U.S. President Donald Trump presented his plan to address the opioid addiction crisis in New Hampshire, which included tightening sentencing laws for drug traffickers and pursuing the death penalty for dealers.
Speaking with reporters during a meeting in the Oval Office last Thursday, Trump called the opioid crisis a “national health emergency,” and called upon Americans to “liberate [their] communities from the scourge of drug addiction.”
“The Department of Justice will seek the death penalty against drug traffickers when it’s appropriate under current law,” said Andrew Bremberg, director of Trump’s Domestic Policy Council.
White House officials are also hoping to cut opioid prescriptions by one third by 2021.
In a memo sent out on March 20th from the Attorney General, Jeff Sessions, followed up on the president’s statements asking the federal prosecutors to pursue the death penalty in those drug trafficking cases which are “dealing with extremely large quantities of drugs”. The memo goes on to highlight the extreme issue going on with the opioid crisis right now in the United states stating:
“The opioid epidemic has inflicted an unprecedented toll of addiction, suffering and death on communities throughout our nation.

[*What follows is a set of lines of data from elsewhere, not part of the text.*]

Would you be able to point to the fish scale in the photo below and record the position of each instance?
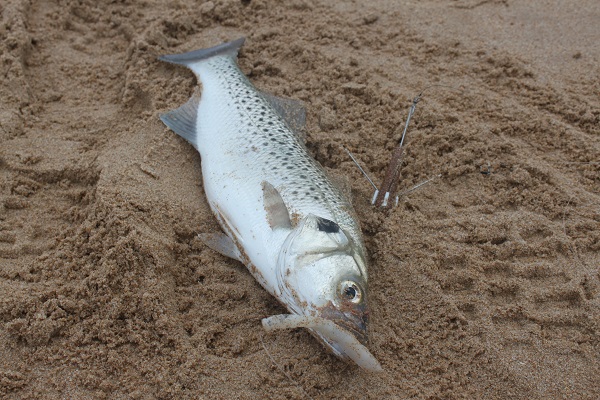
(282, 217)
(264, 142)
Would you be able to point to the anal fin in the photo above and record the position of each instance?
(183, 120)
(222, 244)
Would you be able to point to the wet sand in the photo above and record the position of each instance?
(484, 283)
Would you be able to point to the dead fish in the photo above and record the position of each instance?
(282, 217)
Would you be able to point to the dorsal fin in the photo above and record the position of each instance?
(292, 111)
(183, 120)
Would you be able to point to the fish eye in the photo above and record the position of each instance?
(350, 291)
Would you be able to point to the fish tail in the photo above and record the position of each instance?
(183, 120)
(189, 59)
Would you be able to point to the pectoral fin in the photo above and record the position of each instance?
(222, 244)
(277, 212)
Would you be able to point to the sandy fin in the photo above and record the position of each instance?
(192, 57)
(292, 111)
(221, 243)
(183, 120)
(277, 212)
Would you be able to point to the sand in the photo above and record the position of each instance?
(484, 283)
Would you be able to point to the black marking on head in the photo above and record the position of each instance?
(327, 226)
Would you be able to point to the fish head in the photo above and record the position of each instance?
(322, 273)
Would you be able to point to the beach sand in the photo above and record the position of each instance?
(484, 283)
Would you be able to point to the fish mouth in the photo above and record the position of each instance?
(341, 340)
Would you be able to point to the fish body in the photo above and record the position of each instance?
(282, 216)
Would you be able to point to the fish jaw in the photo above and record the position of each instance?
(338, 339)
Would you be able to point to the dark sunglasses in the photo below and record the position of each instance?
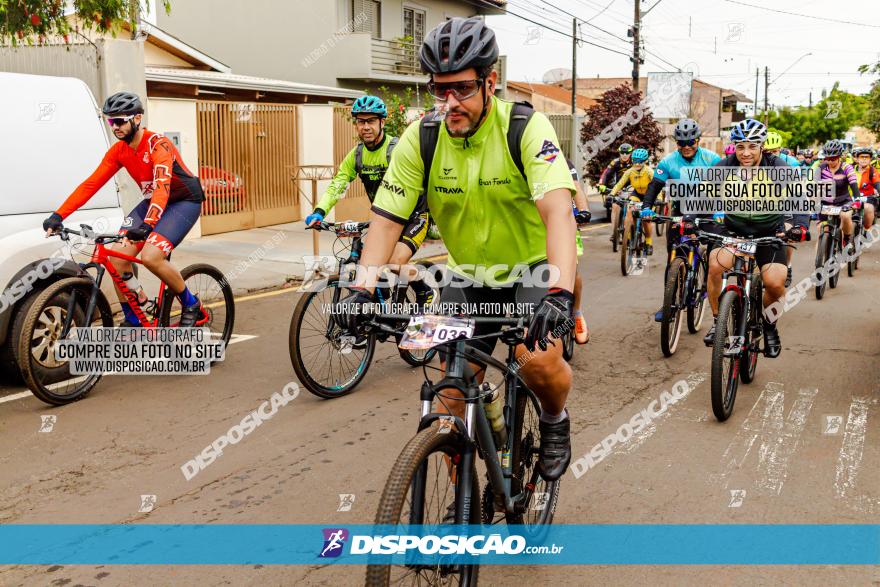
(120, 120)
(460, 90)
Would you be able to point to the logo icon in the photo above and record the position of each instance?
(346, 501)
(47, 423)
(45, 112)
(736, 498)
(832, 424)
(148, 502)
(334, 539)
(548, 152)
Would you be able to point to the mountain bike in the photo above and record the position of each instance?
(632, 250)
(739, 329)
(685, 290)
(830, 244)
(79, 302)
(434, 480)
(858, 222)
(327, 359)
(617, 221)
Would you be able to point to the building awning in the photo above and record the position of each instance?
(216, 79)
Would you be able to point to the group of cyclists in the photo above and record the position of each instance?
(492, 176)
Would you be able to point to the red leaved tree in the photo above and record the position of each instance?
(602, 136)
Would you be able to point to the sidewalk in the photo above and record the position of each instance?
(267, 257)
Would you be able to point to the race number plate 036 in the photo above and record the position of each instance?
(430, 330)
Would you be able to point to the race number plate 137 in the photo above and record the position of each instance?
(430, 330)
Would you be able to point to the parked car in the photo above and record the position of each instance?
(55, 137)
(224, 191)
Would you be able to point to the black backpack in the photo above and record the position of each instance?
(429, 132)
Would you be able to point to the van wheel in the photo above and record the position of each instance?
(9, 365)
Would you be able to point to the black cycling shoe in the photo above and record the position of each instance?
(772, 343)
(555, 450)
(709, 339)
(190, 315)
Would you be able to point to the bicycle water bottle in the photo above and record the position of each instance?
(132, 283)
(493, 405)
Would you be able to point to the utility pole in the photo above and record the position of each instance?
(637, 17)
(766, 88)
(757, 77)
(574, 129)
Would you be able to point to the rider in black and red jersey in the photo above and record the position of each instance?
(172, 201)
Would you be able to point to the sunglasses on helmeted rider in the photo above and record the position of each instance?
(460, 90)
(120, 120)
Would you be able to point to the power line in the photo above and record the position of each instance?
(484, 4)
(822, 18)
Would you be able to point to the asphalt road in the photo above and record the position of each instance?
(803, 445)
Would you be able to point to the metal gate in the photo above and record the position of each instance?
(247, 162)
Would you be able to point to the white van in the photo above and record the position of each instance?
(53, 137)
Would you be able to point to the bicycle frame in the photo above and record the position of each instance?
(477, 430)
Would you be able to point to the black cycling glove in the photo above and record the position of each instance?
(555, 310)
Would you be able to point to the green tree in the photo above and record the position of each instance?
(611, 106)
(829, 119)
(32, 21)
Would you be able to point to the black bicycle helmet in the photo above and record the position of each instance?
(833, 148)
(122, 103)
(458, 44)
(687, 129)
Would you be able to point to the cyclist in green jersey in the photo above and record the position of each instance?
(369, 161)
(492, 213)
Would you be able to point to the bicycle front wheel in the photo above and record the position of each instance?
(422, 486)
(725, 359)
(673, 303)
(49, 321)
(328, 361)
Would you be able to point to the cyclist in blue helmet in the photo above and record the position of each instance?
(369, 160)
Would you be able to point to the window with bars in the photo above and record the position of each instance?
(371, 21)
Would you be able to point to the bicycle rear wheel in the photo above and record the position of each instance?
(215, 295)
(328, 361)
(725, 363)
(60, 307)
(423, 482)
(673, 304)
(535, 498)
(697, 306)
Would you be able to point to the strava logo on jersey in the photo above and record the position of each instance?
(444, 190)
(548, 152)
(394, 189)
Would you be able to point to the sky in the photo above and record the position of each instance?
(721, 41)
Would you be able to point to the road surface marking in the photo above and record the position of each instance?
(849, 461)
(779, 437)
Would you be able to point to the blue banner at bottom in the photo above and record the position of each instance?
(271, 544)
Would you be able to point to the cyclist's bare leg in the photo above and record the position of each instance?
(155, 260)
(720, 260)
(548, 375)
(121, 265)
(773, 275)
(869, 216)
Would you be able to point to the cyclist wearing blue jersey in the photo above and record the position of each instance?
(689, 154)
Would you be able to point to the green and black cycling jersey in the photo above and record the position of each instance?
(368, 163)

Drug overdoses, including overdoses caused by the lethal substance fentanyl and its analogues, killed more than 64,000 Americans in 2016 and now rank as the leading cause of death for Americans under 50. In the face of all of this death, we cannot continue with business as usual.”
It is possible for the federal prosecutors to do this under a law that was signed under President Bill Clinton in 1994 when the country was undergoing a crime increase due in part to crack cocaine proliferation.

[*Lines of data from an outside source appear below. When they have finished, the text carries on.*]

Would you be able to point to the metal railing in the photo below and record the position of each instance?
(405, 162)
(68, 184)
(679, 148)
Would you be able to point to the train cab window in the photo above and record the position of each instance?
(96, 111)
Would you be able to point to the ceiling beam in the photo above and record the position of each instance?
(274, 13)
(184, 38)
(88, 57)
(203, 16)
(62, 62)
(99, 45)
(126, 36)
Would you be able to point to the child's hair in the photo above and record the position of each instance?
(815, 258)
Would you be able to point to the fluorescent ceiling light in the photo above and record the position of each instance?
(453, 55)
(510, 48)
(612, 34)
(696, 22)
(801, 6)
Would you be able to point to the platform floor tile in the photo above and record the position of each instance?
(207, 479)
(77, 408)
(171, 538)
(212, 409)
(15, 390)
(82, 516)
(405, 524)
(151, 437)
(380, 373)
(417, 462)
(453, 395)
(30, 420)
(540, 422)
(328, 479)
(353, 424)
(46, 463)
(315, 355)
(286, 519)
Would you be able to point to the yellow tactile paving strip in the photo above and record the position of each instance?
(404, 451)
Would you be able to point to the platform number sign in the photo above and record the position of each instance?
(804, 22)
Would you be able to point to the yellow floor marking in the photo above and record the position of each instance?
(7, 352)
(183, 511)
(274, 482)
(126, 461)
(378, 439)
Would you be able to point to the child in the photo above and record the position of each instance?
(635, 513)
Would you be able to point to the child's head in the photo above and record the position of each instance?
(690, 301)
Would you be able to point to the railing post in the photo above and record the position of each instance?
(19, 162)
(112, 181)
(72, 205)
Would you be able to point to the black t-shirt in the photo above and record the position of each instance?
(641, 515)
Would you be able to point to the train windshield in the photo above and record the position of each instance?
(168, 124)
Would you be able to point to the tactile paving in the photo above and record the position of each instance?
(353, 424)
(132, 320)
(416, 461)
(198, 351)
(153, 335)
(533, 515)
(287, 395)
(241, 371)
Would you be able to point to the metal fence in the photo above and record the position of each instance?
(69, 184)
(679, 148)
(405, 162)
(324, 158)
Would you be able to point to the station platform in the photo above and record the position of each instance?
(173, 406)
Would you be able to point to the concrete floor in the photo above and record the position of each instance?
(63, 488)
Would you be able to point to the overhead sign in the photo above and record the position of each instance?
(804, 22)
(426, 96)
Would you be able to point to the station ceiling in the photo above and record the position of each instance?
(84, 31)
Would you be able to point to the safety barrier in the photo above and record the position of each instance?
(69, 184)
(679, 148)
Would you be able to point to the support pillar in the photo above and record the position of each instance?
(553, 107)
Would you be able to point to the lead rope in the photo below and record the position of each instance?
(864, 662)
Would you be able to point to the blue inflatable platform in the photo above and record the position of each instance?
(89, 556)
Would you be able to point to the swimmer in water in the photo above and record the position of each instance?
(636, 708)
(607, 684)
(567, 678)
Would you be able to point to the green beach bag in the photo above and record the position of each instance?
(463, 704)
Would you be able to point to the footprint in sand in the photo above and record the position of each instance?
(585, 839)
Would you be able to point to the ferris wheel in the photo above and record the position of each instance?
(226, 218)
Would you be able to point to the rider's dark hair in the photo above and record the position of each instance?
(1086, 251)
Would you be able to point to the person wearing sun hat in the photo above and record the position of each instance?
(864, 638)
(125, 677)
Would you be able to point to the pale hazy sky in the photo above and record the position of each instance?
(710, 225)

However some do not think this is headed in the right direction. Mark Kleiman, a drug and policy expert at the Marron Institute at New York University has stated;
“We did the experiment. In 1980, we had about 15,000 people behind bars for drug dealing. And now we have about 450,000 people behind bars for drug dealing. And the prices of all major drugs are down dramatically. So, if the question is do longer sentences lead to a higher drug price and therefore less drug consumption, the answer is no.”

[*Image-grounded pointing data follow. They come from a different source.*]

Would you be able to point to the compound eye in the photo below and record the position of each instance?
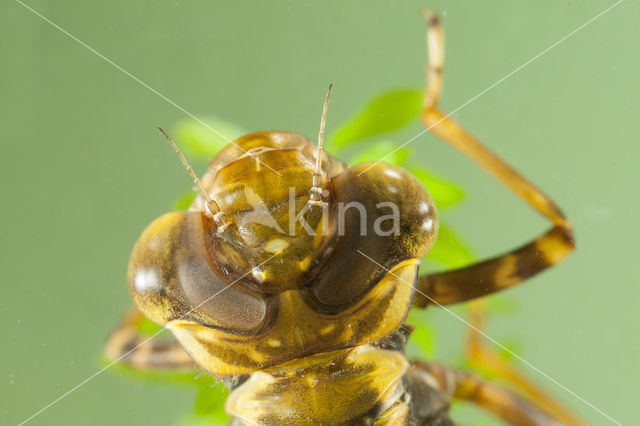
(385, 216)
(172, 277)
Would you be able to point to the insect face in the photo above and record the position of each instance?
(277, 277)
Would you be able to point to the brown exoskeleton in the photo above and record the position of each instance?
(283, 281)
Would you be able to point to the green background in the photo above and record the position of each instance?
(83, 169)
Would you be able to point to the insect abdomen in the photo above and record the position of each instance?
(363, 385)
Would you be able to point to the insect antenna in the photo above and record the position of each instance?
(316, 190)
(212, 206)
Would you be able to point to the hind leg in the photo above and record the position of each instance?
(503, 403)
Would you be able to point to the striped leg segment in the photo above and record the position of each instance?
(494, 274)
(127, 345)
(485, 359)
(508, 269)
(501, 402)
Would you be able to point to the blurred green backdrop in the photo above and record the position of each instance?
(83, 169)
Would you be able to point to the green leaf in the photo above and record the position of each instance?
(185, 200)
(449, 249)
(381, 149)
(202, 143)
(385, 113)
(146, 327)
(444, 193)
(209, 405)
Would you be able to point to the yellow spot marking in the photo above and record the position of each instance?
(275, 245)
(274, 343)
(328, 329)
(258, 274)
(304, 263)
(553, 249)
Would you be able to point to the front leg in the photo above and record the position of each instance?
(126, 344)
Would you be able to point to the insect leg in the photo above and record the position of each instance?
(497, 400)
(509, 269)
(127, 345)
(499, 272)
(486, 359)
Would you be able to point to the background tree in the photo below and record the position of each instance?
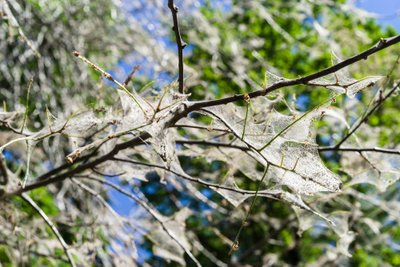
(213, 184)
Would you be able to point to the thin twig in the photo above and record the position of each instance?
(109, 77)
(3, 171)
(26, 105)
(32, 203)
(382, 44)
(235, 244)
(359, 149)
(368, 114)
(130, 76)
(179, 42)
(200, 181)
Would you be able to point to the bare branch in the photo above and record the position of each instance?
(368, 114)
(382, 44)
(357, 149)
(3, 171)
(179, 42)
(130, 76)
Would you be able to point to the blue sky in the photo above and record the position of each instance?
(388, 11)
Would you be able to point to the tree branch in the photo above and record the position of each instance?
(382, 44)
(179, 42)
(32, 203)
(356, 149)
(368, 114)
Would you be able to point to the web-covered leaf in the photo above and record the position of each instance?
(288, 144)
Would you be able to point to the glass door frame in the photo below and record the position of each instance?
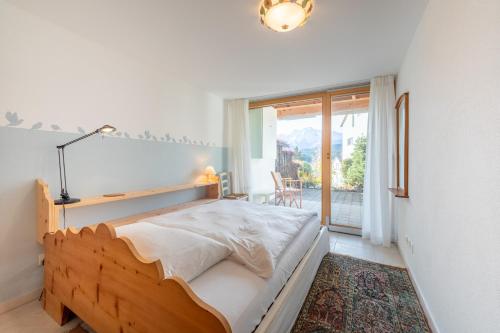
(326, 163)
(326, 139)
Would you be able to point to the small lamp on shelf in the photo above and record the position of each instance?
(210, 174)
(65, 197)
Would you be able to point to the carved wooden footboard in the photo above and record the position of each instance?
(103, 279)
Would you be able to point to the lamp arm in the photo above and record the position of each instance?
(78, 139)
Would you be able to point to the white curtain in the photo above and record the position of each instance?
(380, 161)
(238, 136)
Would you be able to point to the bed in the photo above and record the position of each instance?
(99, 274)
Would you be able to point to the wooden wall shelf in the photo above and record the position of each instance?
(48, 213)
(99, 200)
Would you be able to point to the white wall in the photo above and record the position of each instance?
(52, 82)
(54, 76)
(262, 181)
(452, 71)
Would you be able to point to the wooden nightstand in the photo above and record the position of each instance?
(225, 188)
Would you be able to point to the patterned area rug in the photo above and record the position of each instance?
(353, 295)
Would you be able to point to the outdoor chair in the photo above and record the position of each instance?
(287, 188)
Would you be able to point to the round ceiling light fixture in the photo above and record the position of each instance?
(285, 15)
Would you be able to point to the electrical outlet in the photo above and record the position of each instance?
(41, 258)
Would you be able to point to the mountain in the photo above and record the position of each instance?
(304, 138)
(308, 138)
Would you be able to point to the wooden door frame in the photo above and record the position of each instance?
(326, 134)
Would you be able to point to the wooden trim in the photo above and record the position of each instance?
(104, 280)
(401, 191)
(398, 192)
(326, 158)
(48, 213)
(364, 88)
(282, 100)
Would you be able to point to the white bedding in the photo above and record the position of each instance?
(243, 297)
(173, 247)
(257, 234)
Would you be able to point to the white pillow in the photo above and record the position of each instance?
(182, 253)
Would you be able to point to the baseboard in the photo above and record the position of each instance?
(18, 301)
(420, 295)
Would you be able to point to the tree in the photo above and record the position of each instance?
(355, 172)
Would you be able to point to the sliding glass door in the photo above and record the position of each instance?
(318, 143)
(349, 125)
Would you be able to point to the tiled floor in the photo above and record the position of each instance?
(31, 318)
(346, 206)
(357, 247)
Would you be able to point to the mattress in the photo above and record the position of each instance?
(242, 296)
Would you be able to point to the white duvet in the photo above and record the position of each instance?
(257, 234)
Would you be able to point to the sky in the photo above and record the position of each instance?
(286, 126)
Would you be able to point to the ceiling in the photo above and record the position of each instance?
(221, 46)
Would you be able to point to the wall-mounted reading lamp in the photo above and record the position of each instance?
(65, 197)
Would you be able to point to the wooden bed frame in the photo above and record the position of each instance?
(103, 279)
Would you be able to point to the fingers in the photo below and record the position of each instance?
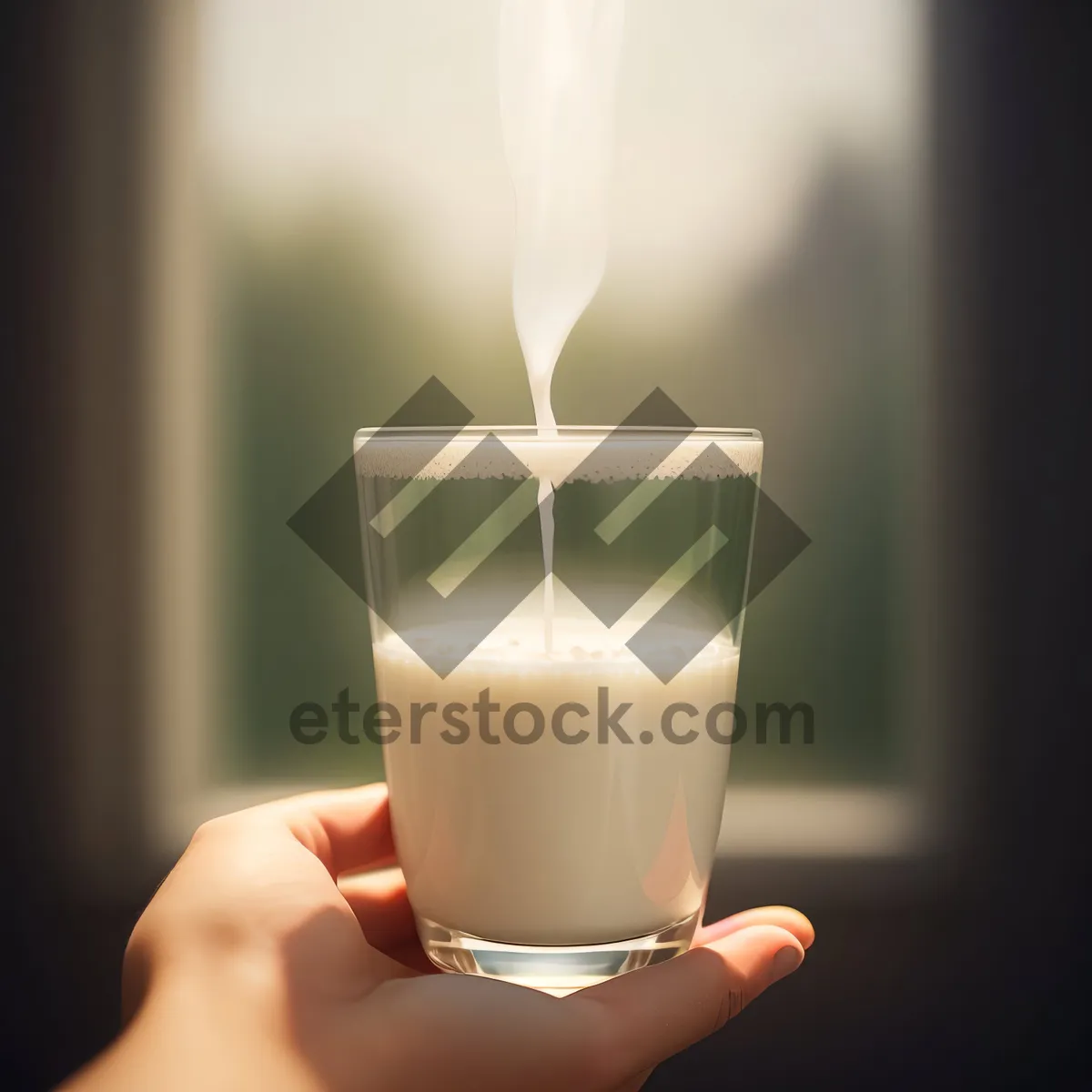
(347, 829)
(379, 901)
(784, 916)
(650, 1015)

In Canada, as well, the drug policy experts seem to lean towards less punitive policies and more responsible opioid prescribing, more treatment, more harm reduction and better systems to deal with mental health issues within the communities as the answer to solving the opioid crisis. It can be very difficult to differentiate between who is a trafficker or drug dealer and who is a user. In a 2017 Bureau of Justice statistics report it was found that “nearly a third of drug offenders (30 percent of state prisoners and 29 percent of jail inmates) said they committed the offence to get drugs or money for drugs”.